Sometimes the biggest impacts come from small and simple ideas. In the case of the organ transplant floor at Mayo Clinic’s Methodist Hospital in Rochester, Minnesota, the challenge was to get patients up and walking around after receiving their new kidney, liver, or pancreas.

"They have to be up and moving," said registered nurse Cortney Kozel. "They have to be safely moving on their own, so up and walking."

The goal of doctors is to have them walk at least a mile around the transplant floor. Few of them did.

The solution

What they're saying:

The nurses on the medical team came up with the idea of a contest.

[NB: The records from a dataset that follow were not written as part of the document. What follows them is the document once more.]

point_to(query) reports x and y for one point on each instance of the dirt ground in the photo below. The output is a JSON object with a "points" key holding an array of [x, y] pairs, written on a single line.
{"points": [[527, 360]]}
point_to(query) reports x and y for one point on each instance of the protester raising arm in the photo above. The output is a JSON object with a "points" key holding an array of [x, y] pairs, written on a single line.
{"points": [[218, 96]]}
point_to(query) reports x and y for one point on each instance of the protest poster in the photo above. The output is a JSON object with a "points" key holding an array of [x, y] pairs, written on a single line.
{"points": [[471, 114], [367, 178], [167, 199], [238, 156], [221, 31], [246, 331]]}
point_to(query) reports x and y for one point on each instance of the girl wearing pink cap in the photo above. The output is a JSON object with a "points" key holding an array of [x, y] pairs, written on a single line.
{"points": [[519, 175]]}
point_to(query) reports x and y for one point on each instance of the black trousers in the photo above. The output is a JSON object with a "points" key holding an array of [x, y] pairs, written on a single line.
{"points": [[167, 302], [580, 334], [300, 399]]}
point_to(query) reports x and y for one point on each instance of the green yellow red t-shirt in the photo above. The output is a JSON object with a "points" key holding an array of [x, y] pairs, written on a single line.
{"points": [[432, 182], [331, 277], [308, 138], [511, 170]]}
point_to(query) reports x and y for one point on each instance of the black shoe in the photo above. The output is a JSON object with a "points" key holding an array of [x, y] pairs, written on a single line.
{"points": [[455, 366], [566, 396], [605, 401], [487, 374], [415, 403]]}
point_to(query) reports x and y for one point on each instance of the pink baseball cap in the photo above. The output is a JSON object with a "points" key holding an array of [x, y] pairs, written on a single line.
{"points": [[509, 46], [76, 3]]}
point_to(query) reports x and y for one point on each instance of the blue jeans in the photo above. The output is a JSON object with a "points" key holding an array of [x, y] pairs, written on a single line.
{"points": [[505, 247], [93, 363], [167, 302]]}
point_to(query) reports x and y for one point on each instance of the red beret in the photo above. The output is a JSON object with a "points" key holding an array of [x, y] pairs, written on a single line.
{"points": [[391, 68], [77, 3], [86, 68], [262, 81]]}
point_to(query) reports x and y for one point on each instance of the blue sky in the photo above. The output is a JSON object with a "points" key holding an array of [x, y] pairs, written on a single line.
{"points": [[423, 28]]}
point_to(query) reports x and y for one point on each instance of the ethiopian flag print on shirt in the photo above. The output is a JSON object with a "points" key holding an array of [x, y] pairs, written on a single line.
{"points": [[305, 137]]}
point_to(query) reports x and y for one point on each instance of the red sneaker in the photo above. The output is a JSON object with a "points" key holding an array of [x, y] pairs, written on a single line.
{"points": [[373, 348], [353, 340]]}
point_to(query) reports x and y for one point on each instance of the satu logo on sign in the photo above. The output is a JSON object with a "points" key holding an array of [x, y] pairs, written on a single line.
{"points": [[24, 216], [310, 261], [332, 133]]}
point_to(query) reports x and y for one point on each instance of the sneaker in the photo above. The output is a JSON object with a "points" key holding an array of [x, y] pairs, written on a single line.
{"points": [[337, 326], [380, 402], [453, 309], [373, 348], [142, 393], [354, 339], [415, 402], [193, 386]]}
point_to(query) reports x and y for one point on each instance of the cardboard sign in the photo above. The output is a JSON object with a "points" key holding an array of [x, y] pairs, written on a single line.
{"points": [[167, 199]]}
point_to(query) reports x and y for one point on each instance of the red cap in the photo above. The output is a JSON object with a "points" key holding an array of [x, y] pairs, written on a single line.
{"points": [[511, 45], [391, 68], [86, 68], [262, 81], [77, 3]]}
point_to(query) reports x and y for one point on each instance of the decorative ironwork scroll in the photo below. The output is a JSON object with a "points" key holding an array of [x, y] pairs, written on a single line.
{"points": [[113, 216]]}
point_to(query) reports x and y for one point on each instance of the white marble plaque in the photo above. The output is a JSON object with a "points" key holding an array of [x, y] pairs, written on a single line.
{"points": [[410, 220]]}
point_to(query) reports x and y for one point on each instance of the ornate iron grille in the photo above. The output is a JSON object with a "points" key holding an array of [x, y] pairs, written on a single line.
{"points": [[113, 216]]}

"We created a program called the Methodist Mile," said fellow registered nurse Rebecca Dahlin. "If a patient walks a mile during their initial transplant stay, we give them a T-shirt."

The black T-shirt says "Finisher—The Methodist Mile" on the back with a map of a walking path around the transplant floor.

"I started my laps right away that first night, and I’ve been doing them ever since," said Debbie Koerber, a kidney transplant recipient from Illinois. "I’m always looking for T-shirts. I live in T-shirts and that was my quest, and plus, it makes you feel better."

By the numbers:

In six months before the nurses started the Methodist Mile, fewer than 50 patients actually completed their required steps. In the six months after the T-shirt contest, it jumped three-fold to 150. In the first six months of 2025, it soared to 274.